Each Layer is independently processable by format-aware tools. Layers nest recursively: HTML in JSON in YAML is three levels deep with no special cases.

SubfilterResolver

Format-to-format embedding is coordinated by a small interface:

type SubfilterResolver interface {
ResolveReader(formatName string) (DataFormatReader, error)
ResolveWriter(formatName string) (DataFormatWriter, error)
}

FormatRegistry implements this through its NewReader / NewWriter methods. The interface decouples format readers from the registry, prevents circular imports, and enables test mocks.

Readers and writers that support subfiltering implement a marker interface:

type SubfilterAware interface {
SetSubfilterResolver(r SubfilterResolver)
}

The resolver is injected before Open / Write is called. Any registered format (native, plugin, or bridge) can serve as a subfilter.

Format configs declare subfilter mappings that bind content locations to a format reader:

subfilters:
- pattern: "*.body"
format: html
- pattern: "*.description"
format: markdown

Patterns use filepath.Match semantics with . as the path separator. JSON readers use key-path globs; XML readers use element-path patterns.

When a reader encounters content matching a subfilter pattern, it emits PartLayerStart, delegates extraction to the sub-reader resolved via the SubfilterResolver, and emits PartLayerEnd when the sub-reader finishes. Writers buffer all parts between matching Layer boundaries, delegate to the sub-writer, and insert the rendered string into the parent format.

Integration with AI, MT, and TM

AI tools and MT providers pick the appropriate Run projection based on the backend's tag-handling capability:

  • Commercial MT APIs (DeepL, Google, Amazon) — use RunsSemanticHTML. The API preserves the semantic HTML tags; the framework restores the native markup from each run's original Data.
  • LLM translation — use RunsPlaceholderText or RunsSemanticHTML depending on prompt strategy. The response is parsed back into a []Run by matching placeholder tags to the source runs.
  • TM matching — three-tier matching uses FlattenRuns, RunsStructuralText, and RunsGeneralizedText in order.
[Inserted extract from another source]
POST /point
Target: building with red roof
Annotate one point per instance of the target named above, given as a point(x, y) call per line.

Because structural keys use run IDs and not native markup, TM entries created from HTML match Markdown at the structural tier.

Consequences

  • Type dispatch via switch part.Type replaces instanceof; linters provide compile-time exhaustiveness.
  • Adding new resource types requires only a new PartType constant and a struct implementing Resource.
  • Tools that only handle Blocks ignore all other Part types via the BaseTool pass-through behavior (AD-006: Tool System).
  • The Part stream remains a single ordered channel; no fan-out complexity in the base pipeline.
  • Content-addressable identity enables incremental extraction and deduplication across documents.
  • Dynamic properties and annotations let tools and connectors carry metadata without content-model changes.
  • The semantic-type abstraction lets TM match across formats and lets AI prompts receive consistent inline-code representations.
  • Writers replay Run.Data verbatim, so roundtrip fidelity is a property of the model, not of each format's implementation.
  • Layers nest recursively with no special cases — embedded content is a first-class pipeline citizen.
  • The Run union (paired PcOpen/PcClose, self-closing Ph, structured Plural/Select) aligns with XLIFF 2.0's <pc>/<ph> model, making XLIFF serialization a natural mapping rather than a lossy conversion.
  • Segmentation, terminology, entities, and QA share one run-anchored stand-off overlay mechanism; segmentation never mutates content, so it is opt-in, multi-layered, and losslessly reversible.
  • Bilingual interchange formats that carry sentence segments (XLIFF 2.0 <segment>/<ignorable>, TMX) project to and from segmentation + alignment overlays at the reader/writer boundary — opt-in byte-faithful round-trip — without forcing segment structure into the content model.
  • Targets are first-class records keyed by a variant (locale plus optional tone/channel); committed translations carry status and provenance, candidate proposals stay as alt-translation annotations, and the variant axis extends beyond locale without ceremony at locale-only call sites.